Oggi

Le ragioni dei Savoia

- (C.V.)

Gentile direttore, nel ricordo del Principe Vittorio Emanuele di Savoia, l’esimio de Bortoli non ha evitato di indulgere a ispirarsi alle correnti esegesi della Marcia su Roma e della Fuga a Pescara. Per quanto riguarda la Marcia su Roma, e la sua mancata repression­e manu militari su ordine di re Vittorio Emanuele III, ritengo opportuno ricordare come uno scontro armato tra il Regio Esercito e le squadre fasciste avrebbe, di sicuro, innescato una guerra civile, la cui virulenza sarebbe stata di impossibil­e contenimen­to. A ciò va aggiunto che il Regio Esercito era formato, nella stragrande maggioranz­a, da coscritti e non da soldati di profession­e, particolar­e che avrebbe di sicuro provveduto ad aggravare, ulteriorme­nte, la situazione. Il Maresciall­o Diaz, Duca della Vittoria, che evidenteme­nte conosceva bene i suoi polli, pur nella certezza della fedeltà alla Corona

delle Forze Armate, ebbe a consigliar­e il Sovrano di non metterle alla prova. Per quanto riguarda la tanto discussa Fuga a Pescara, consiglio la lettura dell’intervista pubblicata su Storia Illustrata nel maggio 1989: l’onorevole comunista Antonello Trombadori, mai stato monarchico, paragona la Fuga a Pescara di Vittorio Emanuele III del 1943, con la fuga a Brindisi di Gneo Pompeo Magno durante la Guerra Civile del primo secolo a.
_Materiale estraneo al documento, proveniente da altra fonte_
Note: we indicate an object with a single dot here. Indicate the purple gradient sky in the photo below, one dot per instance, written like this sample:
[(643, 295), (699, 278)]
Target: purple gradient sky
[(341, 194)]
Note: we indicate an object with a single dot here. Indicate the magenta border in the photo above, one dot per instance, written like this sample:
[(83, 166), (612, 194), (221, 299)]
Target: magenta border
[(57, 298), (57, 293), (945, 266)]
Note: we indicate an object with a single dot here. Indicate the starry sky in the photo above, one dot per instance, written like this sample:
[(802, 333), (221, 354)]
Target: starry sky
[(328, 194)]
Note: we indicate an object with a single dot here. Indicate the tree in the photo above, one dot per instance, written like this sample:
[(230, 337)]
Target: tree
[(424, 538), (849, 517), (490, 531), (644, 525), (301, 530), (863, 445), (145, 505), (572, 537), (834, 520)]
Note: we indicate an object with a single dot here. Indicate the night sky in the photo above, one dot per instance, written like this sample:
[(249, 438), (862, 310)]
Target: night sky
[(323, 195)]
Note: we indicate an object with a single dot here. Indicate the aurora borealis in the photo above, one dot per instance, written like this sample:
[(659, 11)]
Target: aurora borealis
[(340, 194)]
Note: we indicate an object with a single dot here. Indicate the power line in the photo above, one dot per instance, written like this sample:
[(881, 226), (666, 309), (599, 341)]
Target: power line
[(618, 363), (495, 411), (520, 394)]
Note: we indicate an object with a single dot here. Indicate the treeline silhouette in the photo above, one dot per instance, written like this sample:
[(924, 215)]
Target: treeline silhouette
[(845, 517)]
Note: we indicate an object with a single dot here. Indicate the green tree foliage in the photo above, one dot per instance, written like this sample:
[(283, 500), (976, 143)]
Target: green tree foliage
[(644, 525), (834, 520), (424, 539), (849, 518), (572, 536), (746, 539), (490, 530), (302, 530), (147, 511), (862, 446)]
C., e la motiva - si noti, non la giustifica - con la necessità, per Pompeo, di evitare la dissoluzio­ne della Stato Repubblica­no, inteso sia come Stato Sovrano che come Stato apparato. Detta necessità, si era riproposta nel 1943 atteso come l’Italia era divenuta campo di battaglia e, peggio ancora, terra di occupazion­e.

Paolo Cermentini

Ferruccio de Bertoli ha chiesto che la sua lettera venisse pubblicata senza replicare. Esimio forse, elegante certamente.